While there has been increased awareness about what coach-like interventions consist of, as well as their effectiveness, [42] QI coaching utilization remains uneven. One reason for this variability could be the barrier of establishing and sustaining funding for these roles, especially from smaller, independent practices. However, the benefits of using a coach to implement improvement activities could outweigh this initial cost. Prior reviews have also looked at which aspects of coach-like roles are likely contributors to an overall effect. Alagoz and colleagues [44] explored the role of external change agents in promoting changes in health care organizations in small primary care clinics across 21 included studies. They concluded that clinic-level individualized follow-up via practice facilitation is the most effective approach; however, the most commonly employed approaches are academic detailing and audit and feedback. Similarly, we found that audit and feedback (89% studies) and academic detailing, or educational outreach visits (68% studies), were among the most commonly used implementation strategies along with developing a formal implementation plan (95%) and distributing educational materials (74%), and that only 10 of 19 studies employed ongoing consultation (53%).

Limitations of the identified literature included loss of significant data when an entire practice (or cluster) dropped out of a study; inadequate descriptions of both the team members and patients; a lack of statistical consideration of clustering; and a lack of clearly identified primary outcomes. In addition, there was notable heterogeneity across study intervention core components, outcome measures, and the practice setting in which these studies took place. These factors along with inconsistency and imprecision of results led to downgrading the certainty of evidence.

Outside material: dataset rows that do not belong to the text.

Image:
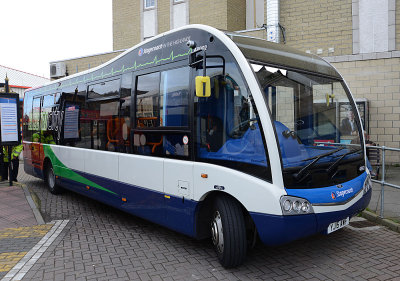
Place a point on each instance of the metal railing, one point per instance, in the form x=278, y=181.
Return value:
x=382, y=182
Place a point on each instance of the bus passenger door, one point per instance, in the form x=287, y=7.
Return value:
x=36, y=135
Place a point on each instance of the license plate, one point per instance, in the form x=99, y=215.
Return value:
x=338, y=225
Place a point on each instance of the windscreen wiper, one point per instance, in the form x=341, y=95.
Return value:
x=336, y=163
x=300, y=175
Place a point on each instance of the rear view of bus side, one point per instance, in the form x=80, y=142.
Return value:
x=209, y=134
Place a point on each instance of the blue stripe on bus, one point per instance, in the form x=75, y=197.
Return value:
x=175, y=213
x=331, y=194
x=276, y=230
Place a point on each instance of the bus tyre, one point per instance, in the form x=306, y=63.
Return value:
x=228, y=232
x=51, y=180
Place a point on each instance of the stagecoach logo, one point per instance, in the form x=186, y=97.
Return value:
x=140, y=53
x=342, y=193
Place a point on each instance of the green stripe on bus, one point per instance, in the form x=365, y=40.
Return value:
x=61, y=170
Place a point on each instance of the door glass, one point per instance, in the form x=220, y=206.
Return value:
x=228, y=126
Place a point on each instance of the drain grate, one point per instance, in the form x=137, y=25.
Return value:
x=362, y=224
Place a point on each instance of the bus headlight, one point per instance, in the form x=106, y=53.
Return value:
x=367, y=184
x=295, y=206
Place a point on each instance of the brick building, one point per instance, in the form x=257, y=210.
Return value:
x=361, y=38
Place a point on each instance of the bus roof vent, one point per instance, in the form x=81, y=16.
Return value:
x=57, y=69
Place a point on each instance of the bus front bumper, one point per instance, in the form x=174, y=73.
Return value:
x=276, y=230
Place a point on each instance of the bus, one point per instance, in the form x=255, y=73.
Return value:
x=210, y=134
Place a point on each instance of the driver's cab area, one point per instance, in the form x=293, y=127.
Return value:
x=227, y=123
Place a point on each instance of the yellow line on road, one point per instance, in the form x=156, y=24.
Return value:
x=8, y=260
x=25, y=232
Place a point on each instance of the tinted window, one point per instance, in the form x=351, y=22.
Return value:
x=104, y=89
x=162, y=104
x=174, y=97
x=147, y=100
x=227, y=123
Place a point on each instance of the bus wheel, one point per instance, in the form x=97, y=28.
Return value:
x=228, y=232
x=51, y=180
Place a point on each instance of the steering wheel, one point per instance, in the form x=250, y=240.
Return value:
x=234, y=133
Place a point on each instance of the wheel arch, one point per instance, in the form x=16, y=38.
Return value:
x=204, y=213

The uncertainty of these results could be addressed by more high-quality studies of QI coaching interventions, as well as investigation of coaching on very specific and consistently identified outcomes. Limitations of our approach to this review include potentially introducing heterogeneity by including literature from multiple fields of study and the loss of relevant information due to exclusion of studies with co-interventions, which prevented isolation of the coaching effect.

We also identified multiple gaps in the literature. First, few coaching interventions employed the strategies we identified as being most helpful in combination (e.g., stakeholder/leadership engagement and technical support). Second, most coaching interventions focused on predetermined QI projects rather than on the capacity for QI more generally. Third, all but one of the included interventions were conducted in primary care settings, so the effect of coaching in other clinical settings (e.g., inpatient, subspecialty clinics) is unknown.

CONCLUSION

QI coaching is a complex intervention that has the potential to improve the capacity for improvement activities at the team and practice level. QI coaching, and other interventions with similar characteristics (i.e., facilitation, outreach visitors), may have an effect on certain processes of care activities including composite process of care outcomes, ordering of labs and vital signs, and possibly on changes in the organizational process of care and delivery of appropriate counseling. Differences among studies in the description and dosing of implementation strategies employed by coaches, as well as outcome measurement, precluded a more definitive estimate of effects. Future research that standardizes and provides more detail about when coaching interventions are most effective will better support future comparisons and implementation efforts.